Which of the following statements regarding estimated glomerular filtration rate (eGFR) in the evaluation of male LUTS is correct?

A. Based on the AUA guideline (2021), all patients presenting with LUTS should have an eGFR measured at initial evaluation.
B. Based on the EAU guideline, there is no recommendation for testing serum creatinine or eGFR in the evaluation of male LUTS.
C. Approximately 35% of patients presenting with LUTS receive a diagnosis of chronic kidney disease.
D. Based on the Medical Therapy of Prostate Symptoms (MTOPS) trial, fewer than 1% of patients with LUTS experienced renal insufficiency/kidney failure over the follow-up period.
E. The International Prostate Symptom Score (IPSS) is highly correlated with eGFR in middle-aged men with moderate-to-severe LUTS.

The correct answer is D. In the MTOPS trial (Medical Therapy of Prostate Symptoms), which followed men with LUTS due to BPH for a mean of approximately 4.5 years, fewer than 1% of patients experienced renal insufficiency or kidney failure as a clinical progression event.
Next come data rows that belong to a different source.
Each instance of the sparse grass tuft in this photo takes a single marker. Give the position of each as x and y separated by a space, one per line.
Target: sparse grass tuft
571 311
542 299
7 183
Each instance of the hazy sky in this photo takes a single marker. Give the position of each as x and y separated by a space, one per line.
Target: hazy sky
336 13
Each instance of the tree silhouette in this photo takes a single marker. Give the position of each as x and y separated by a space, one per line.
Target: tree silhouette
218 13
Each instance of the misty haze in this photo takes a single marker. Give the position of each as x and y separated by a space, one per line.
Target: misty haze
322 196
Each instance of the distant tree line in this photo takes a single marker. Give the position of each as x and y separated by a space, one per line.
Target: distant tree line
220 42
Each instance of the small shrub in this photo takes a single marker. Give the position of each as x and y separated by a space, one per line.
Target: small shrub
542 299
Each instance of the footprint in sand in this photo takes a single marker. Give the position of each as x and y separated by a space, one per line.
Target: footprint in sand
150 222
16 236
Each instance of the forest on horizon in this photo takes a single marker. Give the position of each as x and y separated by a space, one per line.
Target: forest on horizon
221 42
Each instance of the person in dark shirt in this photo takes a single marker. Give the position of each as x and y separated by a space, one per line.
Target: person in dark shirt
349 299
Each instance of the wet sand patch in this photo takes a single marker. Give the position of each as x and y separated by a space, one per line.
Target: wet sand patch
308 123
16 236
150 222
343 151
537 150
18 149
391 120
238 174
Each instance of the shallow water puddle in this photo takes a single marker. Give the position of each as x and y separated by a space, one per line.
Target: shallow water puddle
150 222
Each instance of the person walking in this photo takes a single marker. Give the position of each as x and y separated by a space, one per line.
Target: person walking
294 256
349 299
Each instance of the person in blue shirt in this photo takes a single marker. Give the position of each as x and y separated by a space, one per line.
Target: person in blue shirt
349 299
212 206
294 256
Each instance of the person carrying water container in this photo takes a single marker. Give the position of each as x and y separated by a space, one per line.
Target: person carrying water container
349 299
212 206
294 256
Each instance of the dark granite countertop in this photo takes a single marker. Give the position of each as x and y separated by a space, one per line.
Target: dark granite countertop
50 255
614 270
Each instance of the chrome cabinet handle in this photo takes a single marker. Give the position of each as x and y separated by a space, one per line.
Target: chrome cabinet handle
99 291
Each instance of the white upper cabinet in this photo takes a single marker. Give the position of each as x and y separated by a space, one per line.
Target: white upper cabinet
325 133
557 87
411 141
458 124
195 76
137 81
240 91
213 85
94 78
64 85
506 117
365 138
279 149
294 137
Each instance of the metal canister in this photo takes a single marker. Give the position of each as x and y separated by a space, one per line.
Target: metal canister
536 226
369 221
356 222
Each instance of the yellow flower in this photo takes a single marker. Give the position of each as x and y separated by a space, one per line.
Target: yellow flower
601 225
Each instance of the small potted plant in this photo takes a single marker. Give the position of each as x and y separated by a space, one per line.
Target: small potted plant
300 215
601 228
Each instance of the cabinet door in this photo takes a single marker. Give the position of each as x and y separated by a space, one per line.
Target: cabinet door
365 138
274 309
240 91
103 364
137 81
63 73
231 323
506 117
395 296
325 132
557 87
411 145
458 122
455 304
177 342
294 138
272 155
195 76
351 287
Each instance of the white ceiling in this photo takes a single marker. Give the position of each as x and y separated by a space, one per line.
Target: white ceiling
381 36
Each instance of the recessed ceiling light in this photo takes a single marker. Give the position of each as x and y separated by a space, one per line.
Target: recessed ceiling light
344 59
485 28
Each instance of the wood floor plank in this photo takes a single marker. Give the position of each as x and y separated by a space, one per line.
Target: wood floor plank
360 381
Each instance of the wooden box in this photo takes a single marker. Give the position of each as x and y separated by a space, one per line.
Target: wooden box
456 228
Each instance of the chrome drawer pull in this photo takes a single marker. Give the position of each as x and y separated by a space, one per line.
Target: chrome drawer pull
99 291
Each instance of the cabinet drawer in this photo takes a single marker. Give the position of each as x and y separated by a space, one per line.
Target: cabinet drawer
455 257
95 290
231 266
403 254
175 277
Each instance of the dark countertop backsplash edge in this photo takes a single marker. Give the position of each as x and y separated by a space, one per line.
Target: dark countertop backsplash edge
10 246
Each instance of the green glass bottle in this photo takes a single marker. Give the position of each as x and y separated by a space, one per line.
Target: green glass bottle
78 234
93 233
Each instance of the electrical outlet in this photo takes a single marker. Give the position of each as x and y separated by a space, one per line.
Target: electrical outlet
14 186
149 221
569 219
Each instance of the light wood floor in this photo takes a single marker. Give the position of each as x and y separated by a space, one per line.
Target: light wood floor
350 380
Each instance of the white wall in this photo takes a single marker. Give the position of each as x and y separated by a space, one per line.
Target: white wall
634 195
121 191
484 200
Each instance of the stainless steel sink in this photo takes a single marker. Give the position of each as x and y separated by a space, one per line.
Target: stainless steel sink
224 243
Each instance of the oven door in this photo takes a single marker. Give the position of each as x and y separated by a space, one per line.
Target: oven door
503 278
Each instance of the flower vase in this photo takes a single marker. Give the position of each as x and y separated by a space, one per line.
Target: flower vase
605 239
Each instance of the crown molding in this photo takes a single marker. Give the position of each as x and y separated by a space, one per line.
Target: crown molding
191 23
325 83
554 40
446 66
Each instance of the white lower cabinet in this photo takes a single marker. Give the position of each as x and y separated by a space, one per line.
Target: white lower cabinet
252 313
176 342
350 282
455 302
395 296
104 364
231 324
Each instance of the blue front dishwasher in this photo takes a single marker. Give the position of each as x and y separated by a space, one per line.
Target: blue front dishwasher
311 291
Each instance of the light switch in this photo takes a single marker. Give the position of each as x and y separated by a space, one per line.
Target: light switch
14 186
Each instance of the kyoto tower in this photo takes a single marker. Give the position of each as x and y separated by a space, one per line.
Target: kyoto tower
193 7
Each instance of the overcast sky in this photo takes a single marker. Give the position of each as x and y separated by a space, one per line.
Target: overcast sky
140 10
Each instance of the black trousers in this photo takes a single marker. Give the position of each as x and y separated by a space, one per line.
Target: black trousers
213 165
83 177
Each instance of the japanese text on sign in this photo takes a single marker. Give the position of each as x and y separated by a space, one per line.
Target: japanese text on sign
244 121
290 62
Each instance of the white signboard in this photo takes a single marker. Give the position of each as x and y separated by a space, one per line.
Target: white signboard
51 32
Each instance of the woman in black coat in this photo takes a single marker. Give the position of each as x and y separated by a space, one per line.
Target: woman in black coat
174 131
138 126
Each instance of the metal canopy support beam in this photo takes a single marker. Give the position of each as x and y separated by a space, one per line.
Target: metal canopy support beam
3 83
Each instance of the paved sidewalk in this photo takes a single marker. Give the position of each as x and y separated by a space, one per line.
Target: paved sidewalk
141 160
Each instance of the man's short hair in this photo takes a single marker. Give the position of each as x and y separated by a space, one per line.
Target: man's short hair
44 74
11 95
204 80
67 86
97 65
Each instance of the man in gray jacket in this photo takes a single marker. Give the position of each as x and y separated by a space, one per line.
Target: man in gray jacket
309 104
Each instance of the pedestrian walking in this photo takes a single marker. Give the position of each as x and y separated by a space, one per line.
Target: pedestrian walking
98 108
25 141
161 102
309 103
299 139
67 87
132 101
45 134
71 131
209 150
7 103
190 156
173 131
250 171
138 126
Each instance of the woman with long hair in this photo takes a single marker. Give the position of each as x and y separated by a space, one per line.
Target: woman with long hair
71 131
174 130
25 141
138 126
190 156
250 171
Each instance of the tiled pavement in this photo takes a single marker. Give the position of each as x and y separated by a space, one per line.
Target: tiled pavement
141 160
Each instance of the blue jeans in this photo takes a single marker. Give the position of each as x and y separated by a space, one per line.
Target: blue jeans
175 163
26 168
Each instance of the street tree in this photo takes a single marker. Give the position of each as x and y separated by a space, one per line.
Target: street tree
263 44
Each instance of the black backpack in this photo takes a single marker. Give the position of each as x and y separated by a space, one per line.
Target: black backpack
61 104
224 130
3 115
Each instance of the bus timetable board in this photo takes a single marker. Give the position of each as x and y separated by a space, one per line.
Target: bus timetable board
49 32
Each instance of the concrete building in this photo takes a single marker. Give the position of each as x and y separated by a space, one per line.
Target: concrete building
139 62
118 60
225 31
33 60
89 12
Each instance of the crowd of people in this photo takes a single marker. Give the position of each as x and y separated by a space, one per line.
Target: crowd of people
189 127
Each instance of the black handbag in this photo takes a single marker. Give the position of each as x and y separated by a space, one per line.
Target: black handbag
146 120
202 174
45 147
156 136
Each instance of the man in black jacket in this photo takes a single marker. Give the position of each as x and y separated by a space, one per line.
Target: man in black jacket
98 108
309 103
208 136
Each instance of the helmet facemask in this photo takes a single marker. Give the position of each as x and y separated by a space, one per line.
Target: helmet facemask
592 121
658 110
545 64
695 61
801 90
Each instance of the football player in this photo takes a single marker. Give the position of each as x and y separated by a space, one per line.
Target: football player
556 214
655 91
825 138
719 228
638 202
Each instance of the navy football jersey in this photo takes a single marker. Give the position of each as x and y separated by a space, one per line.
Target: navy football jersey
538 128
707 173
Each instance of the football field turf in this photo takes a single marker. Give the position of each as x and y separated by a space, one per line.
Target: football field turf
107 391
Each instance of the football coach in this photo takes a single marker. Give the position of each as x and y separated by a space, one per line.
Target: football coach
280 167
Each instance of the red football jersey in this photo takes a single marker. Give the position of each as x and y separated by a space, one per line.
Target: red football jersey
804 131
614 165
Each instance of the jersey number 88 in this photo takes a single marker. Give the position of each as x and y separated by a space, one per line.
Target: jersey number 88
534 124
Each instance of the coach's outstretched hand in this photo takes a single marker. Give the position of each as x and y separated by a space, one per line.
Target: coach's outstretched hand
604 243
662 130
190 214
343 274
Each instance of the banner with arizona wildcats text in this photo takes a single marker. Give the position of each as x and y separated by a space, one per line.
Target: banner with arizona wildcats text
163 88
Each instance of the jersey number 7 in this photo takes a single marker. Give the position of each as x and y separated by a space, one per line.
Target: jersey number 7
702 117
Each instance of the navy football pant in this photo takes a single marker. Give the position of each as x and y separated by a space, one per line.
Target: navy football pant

This finding has been widely cited to support the position that routine eGFR or creatinine testing is not mandatory in the initial evaluation of all men with LUTS, as the absolute risk of clinically significant renal compromise from BPH-related LUTS is low.

Choice A (Incorrect): The AUA guideline (2021) on the management of BPH/LUTS does not explicitly recommend routine measurement of serum creatinine or eGFR in the initial evaluation of men with LUTS. Renal function testing is reserved for patients with clinical features suggesting upper tract involvement (e.g., hydronephrosis, urinary retention, hematuria, or suspected renal insufficiency).

Choice B (Incorrect): The EAU guideline does recommend measurement of serum creatinine and eGFR in selected men with LUTS specifically in the presence of hydronephrosis, urinary retention, or suspected renal insufficiency.

Choice C (Incorrect): Per Hong et al. (2010), an elevated serum creatinine level was found in approximately 11% of men presenting with LUTS, and only about 5.9% ultimately received a diagnosis of chronic kidney disease far below the 35% stated in this option.

Choice E (Incorrect): Per Lee et al. (2013), Peak flow rate (Qmax) not IPSS was significantly correlated with eGFR in middle-aged men with moderate-to-severe LUTS. Both IPSS and post-void residual volume (PVR) did not show meaningful correlation with eGFR.

Educational Objective: Routine eGFR/creatinine testing is not universally recommended in the initial workup of male LUTS. The MTOPS trial demonstrated that fewer than 1% of men with LUTS develop kidney failure over long-term follow-up. Renal function testing should be selectively obtained in patients with hydronephrosis, urinary retention, or suspected renal compromise.